22.10.2025 -
LAG Köln: Kein Anspruch auf bessere Konditionen bei neuen Freiwilligenprogrammen nach Aufhebungsvertrag.
LAG Köln: Kein Anspruch auf nachträgliche Anpassung eines Aufhebungsvertrags bei Freiwilligenprogramm mit verbesserten Ausscheidenskonditionen (credits: adobestock).
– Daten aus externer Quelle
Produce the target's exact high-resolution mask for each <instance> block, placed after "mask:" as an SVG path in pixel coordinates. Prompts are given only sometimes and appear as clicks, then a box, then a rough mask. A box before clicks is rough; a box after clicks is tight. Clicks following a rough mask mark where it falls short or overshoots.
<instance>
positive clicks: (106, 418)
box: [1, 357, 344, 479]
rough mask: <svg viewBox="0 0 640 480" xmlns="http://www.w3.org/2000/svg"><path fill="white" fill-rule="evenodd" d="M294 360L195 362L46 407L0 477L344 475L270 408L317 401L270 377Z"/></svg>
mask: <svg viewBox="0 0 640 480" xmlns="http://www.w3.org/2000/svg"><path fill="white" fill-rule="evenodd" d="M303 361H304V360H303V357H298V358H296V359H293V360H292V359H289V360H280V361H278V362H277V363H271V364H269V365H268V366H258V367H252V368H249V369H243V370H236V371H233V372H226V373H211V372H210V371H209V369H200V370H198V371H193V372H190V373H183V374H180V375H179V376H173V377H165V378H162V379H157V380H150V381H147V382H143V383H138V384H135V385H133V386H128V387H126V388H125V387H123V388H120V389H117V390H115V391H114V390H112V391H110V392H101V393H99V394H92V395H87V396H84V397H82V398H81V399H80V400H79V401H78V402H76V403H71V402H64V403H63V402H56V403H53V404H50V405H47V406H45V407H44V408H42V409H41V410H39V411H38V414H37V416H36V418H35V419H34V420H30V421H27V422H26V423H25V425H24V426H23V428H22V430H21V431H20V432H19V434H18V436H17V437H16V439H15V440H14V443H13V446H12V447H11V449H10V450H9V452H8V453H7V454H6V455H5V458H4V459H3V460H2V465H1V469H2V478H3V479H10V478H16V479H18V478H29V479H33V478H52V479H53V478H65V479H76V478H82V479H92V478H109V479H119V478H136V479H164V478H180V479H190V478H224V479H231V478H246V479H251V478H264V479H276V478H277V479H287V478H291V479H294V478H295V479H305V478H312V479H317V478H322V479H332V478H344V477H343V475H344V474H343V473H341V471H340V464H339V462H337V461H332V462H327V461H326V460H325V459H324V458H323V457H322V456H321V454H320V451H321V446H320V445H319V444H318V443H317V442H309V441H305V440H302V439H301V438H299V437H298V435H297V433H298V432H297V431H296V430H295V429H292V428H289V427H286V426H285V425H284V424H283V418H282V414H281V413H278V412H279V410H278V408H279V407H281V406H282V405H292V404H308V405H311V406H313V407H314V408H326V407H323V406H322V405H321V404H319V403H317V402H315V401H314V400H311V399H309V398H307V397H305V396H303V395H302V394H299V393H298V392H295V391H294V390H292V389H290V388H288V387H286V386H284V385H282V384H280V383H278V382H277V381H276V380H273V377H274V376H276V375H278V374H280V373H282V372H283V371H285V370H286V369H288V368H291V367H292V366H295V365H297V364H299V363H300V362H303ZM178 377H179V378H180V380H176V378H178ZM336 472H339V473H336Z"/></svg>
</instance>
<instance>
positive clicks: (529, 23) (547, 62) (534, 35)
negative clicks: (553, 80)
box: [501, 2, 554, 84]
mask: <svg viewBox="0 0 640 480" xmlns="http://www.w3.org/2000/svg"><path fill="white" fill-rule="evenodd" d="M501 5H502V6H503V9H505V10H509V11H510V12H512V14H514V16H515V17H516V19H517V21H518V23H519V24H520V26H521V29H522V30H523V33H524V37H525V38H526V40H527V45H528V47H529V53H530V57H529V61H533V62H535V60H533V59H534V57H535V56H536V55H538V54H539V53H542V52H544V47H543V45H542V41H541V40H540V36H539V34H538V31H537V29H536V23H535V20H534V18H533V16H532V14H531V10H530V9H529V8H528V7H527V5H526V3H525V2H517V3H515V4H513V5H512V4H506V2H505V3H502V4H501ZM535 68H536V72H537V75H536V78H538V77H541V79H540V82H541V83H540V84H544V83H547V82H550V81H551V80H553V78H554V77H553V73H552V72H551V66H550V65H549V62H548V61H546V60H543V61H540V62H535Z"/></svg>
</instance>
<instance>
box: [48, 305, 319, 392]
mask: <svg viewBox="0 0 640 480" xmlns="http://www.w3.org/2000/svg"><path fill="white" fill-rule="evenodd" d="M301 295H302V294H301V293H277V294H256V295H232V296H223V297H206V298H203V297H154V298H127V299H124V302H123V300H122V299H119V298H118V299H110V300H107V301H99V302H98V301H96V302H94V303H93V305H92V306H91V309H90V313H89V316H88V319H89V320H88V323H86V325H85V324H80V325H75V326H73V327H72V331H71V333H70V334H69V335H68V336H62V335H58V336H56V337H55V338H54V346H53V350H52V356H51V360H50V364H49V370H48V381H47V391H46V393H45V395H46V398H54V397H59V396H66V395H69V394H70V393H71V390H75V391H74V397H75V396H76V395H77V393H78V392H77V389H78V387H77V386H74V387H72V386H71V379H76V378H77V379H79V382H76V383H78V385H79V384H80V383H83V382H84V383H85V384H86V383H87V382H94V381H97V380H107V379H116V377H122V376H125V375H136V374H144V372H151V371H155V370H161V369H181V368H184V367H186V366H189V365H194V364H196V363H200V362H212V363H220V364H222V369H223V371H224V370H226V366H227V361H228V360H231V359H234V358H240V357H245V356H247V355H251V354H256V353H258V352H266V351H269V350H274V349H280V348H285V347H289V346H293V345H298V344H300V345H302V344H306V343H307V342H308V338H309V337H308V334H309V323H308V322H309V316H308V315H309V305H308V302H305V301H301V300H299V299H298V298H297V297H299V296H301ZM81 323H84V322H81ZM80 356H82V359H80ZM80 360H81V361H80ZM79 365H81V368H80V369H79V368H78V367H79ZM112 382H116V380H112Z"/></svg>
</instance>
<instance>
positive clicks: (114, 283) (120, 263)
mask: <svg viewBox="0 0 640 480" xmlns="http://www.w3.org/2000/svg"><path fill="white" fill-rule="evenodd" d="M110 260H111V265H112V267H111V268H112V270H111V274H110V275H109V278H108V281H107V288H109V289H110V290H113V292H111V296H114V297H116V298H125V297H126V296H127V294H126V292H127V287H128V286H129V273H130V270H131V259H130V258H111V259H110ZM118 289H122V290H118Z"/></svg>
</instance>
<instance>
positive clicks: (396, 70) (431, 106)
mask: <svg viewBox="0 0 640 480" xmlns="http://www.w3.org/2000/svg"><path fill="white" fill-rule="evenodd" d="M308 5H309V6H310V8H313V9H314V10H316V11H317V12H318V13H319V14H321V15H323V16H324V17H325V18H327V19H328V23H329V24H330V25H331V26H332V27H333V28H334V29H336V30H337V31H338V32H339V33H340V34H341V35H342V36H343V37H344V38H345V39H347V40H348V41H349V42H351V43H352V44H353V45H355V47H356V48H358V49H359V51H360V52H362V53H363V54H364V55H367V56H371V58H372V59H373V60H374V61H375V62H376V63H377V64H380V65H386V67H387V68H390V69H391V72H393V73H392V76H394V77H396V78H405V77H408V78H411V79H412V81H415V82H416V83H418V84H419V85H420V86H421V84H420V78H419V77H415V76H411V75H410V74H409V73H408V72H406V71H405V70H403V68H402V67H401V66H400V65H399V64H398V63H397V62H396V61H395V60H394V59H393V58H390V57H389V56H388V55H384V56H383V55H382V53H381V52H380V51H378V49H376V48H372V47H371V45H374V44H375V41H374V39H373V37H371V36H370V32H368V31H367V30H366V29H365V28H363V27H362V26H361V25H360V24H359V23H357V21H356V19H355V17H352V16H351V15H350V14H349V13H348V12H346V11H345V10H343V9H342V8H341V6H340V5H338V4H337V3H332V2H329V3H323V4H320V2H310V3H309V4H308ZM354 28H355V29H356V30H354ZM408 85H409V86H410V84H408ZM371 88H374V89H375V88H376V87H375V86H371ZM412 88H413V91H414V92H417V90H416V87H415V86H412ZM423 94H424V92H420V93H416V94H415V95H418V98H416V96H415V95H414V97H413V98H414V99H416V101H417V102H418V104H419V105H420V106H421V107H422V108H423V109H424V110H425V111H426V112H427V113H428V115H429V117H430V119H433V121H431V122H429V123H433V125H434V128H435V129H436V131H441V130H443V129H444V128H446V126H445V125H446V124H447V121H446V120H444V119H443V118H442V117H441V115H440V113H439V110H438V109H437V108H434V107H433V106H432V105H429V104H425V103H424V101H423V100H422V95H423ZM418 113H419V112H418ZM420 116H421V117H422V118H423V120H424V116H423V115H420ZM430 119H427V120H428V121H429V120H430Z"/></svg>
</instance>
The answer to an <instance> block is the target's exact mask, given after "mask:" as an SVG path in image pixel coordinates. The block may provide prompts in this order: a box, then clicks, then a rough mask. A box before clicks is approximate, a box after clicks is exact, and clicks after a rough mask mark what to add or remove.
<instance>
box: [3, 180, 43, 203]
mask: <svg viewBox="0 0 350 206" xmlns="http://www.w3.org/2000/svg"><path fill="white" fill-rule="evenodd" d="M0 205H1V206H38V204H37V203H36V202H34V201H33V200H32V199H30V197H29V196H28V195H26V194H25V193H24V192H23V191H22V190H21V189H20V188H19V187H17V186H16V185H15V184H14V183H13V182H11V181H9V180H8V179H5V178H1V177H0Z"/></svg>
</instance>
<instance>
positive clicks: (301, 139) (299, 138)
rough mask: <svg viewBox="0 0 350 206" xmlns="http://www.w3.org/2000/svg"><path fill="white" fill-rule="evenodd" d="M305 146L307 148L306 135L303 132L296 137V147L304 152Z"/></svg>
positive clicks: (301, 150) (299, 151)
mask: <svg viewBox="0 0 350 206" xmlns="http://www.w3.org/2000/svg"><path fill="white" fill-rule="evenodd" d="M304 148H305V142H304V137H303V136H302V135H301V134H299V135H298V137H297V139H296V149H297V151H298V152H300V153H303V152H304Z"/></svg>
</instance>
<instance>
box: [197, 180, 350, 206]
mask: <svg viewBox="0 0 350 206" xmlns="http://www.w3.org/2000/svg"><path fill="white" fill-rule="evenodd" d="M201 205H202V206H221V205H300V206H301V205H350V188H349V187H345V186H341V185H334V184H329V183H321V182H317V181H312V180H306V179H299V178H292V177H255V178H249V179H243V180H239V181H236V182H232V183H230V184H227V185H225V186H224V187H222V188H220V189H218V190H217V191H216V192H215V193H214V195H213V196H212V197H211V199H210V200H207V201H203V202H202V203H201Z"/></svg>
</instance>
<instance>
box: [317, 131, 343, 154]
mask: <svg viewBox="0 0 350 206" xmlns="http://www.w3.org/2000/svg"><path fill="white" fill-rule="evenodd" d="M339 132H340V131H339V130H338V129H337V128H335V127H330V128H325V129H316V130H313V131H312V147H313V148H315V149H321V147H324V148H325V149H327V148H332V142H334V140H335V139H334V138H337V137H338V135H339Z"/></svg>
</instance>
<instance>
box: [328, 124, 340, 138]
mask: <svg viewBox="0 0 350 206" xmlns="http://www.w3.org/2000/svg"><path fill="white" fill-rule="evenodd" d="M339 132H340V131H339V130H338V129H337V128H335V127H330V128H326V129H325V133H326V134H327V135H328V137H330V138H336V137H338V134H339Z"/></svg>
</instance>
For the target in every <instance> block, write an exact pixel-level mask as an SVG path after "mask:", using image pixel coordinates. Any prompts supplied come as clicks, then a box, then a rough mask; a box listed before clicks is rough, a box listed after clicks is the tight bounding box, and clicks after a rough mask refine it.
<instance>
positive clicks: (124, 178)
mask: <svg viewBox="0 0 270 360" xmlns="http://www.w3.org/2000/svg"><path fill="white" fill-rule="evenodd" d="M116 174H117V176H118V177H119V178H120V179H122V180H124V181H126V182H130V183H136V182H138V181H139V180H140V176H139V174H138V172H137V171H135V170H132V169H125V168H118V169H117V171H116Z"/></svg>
In vielen großen Unternehmen werden sogenannte Freiwilligenprogramme aufgesetzt. Im Rahmen einer doppelten Freiwilligkeit bietet der Arbeitgeber großen Arbeitnehmergruppen die Möglichkeit, das Arbeitsverhältnis gegen Zahlung einer Abfindung zu beenden. Das bietet sich vor allem dann an, wenn die Grundsätze der Sozialauswahl umgangen werden sollen und der Arbeitgeber frei entscheiden möchte, von welchen Mitarbeitern er sich trennen möchte. Das Landesarbeitsgericht Köln hatte nun die interessante Frage zu entscheiden, inwieweit ein abgeschlossener Aufhebungsvertrag aus einem solchen Freiwilligenprogramm angepasst werden muss, wenn der Arbeitgeber sich später entschließt, ein neues, verbessertes Freiwilligenprogramm auszurollen (LAG v. 11.3.2025, 7 SLa 512/24).

Der Fall:

Der klagende Arbeitnehmer war bereits seit 1990 bei dem beklagten internationalen US-amerikanischen Automobilhersteller als Mechatroniker beschäftigt. Der Arbeitgeber setzte über die Jahre immer wieder sogenannte Freiwilligenprogramme zum Abschluss von Aufhebungsverträgen auf. Die Programme waren auf einen gewissen Zeitraum begrenzt und wurden je nach Zielerreichung und Budgetlage ggf. verlängert. Die Freiwilligenprogramme sahen dabei stets eine „doppelte Freiwilligkeit“ vor.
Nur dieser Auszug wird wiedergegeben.